Allégro à six-huit voire plus (Vegas sur sarthe)
« 3... 2... 1... Bonne année !!! »
Un tsunami se leva brusquement dans la salle surchauffée et je me retrouvai, alpagué par deux matrones qui m'écrasaient les paluches, m'entraînant au milieu des tables dans ce qui ressemblait à un serpentin à échelle humaine.
J'ignore quel forcené menait la tête mais mes pieds ne touchaient plus le sol et pourtant je progressais malgré moi …
« Hé bé ! Avance couillon ! T'es ensuqué ou quoi ? » me lança ma meneuse.

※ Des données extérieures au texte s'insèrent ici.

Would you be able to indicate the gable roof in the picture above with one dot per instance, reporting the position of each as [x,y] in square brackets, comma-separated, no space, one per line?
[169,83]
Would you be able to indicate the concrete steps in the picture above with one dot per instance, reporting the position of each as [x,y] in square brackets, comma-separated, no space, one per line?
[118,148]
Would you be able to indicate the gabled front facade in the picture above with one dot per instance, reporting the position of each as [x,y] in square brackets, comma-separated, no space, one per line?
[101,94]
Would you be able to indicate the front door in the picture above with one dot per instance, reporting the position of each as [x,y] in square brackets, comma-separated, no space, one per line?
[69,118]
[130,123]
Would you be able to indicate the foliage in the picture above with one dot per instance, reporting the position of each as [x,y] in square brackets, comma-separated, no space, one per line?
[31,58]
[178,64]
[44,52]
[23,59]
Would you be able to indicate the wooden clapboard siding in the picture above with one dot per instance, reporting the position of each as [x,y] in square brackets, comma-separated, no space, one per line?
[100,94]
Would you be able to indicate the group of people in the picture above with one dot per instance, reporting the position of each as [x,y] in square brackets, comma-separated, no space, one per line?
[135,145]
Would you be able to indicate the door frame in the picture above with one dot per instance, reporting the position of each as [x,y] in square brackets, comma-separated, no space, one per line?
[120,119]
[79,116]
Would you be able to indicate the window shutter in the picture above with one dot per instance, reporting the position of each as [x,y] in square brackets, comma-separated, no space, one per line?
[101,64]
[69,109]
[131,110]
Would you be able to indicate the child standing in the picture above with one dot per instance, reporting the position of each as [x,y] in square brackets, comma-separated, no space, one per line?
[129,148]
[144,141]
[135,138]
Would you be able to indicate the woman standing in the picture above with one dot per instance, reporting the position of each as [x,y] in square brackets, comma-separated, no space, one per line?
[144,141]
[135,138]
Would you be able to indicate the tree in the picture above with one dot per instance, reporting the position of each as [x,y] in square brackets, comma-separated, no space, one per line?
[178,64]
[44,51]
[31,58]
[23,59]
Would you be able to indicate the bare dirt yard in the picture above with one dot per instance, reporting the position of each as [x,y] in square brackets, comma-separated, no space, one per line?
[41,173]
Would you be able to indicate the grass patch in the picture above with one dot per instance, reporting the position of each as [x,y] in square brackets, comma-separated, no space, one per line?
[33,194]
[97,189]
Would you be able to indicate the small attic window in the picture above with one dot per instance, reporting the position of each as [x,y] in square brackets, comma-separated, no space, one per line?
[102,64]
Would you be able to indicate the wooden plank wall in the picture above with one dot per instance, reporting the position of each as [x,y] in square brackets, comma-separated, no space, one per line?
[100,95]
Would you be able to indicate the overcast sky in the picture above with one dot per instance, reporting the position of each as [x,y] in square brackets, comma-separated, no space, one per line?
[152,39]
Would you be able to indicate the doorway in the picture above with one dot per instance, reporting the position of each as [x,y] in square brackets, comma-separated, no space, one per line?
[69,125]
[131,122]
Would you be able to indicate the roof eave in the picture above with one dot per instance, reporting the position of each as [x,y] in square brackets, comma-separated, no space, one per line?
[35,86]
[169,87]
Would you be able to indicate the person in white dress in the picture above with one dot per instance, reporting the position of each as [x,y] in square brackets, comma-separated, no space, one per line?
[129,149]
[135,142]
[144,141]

Je dus hurler pour me faire entendre « Qu'est-ce que c'est qu'ce binz ? »
« C'est une farandole, fada ! La danse populaire provençale » reprit-elle en m'écrasant les phalanges.
Un ban bourguignon m'aurait amplement suffi... au moins on reste le cul sur sa chaise en agitant les mains devant sa fillette d'aligoté et on peut même faire du pied à sa voisine.
« C'est bien rythmé » osai-je crier à ma meneuse.
L'autre derrière moi m'écartelait à chaque virage, chaque volute, chaque escargot.
« Bien sûr que c'est rythmé » enchaîna ma meneuse « c'est de l'allégro à six-huit »
Pourtant on était beaucoup plus que huit dans ce train infernal, peut-être quarante.
Je repérai le dernier de la file – lanterne rouge de l'allégro – qui volait littéralement et tentait de s'accrocher de sa main libre au moindre obstacle.
Je songeai que s'il avait pu s'accrocher à la tête on aurait pu freiner le cercle vicieux... à condition de pouvoir poser les pieds par terre !
« C'est quoi ce six-huit ? » demandai-je à ma meneuse.
Elle eut une moue dédaigneuse « une mesure à deux temps, fada et chaque temps est une noire pointée »
J'en conclus que la noire pointée, ça devait être ma suiveuse, une grosse antillaise sans doute naturalisée provençale car elle avait l'air de prendre son pied et le mien avec …
Mis à part Mistral, Giono et le pan bagna, j'ignorais tout de la Provence et de cette danse de cinglés que ma meneuse devait maitriser depuis son plus jeune âge.
« Je suppose que tu t'appelles Mireille ?» osai-je sans trop y croire.
« Non … c'est Fanny mais appelle-moi Adriana » me cria t-elle dans l'oreille avant de me faire décoller dans un virage à angle droit.
Derrière moi, la fameuse noire pointée avait trébuché et je sentis craquer mon bras gauche.
Dans l'ambulance, une jolie secouriste m'observait d'un œil morne.
« Bonne année » dit-elle avant de s'allumer une clope « tu veux une taffe ? »
Je n'avais envie de rien, à part récupérer mon bras qui pendait à des kilomètres.
« Comment t'as fait ça ? » demanda t-elle alors qu'elle s'en foutait royalement.
« C'est compliqué » répondis-je « un allégro six-huit qui a mal tourné à cause d'une noire pointée »
Elle fit mine de comprendre « les gens font n'importe quoi de nos jours »
On en est venus aux confidences... rien d'autre à foutre dans cette ambulance qui fonçait sirène hurlante vers la Pitié-Salpêtrière.
Je devais être leur premier bras arraché de l'année !
Fanny - elle s'appelait vraiment Fanny - était originaire du Pas-de-Calais et elle aimait le slow.
Ça me convenait tout à fait ; je me sentais même d'attaque pour la serrer dans mon bras.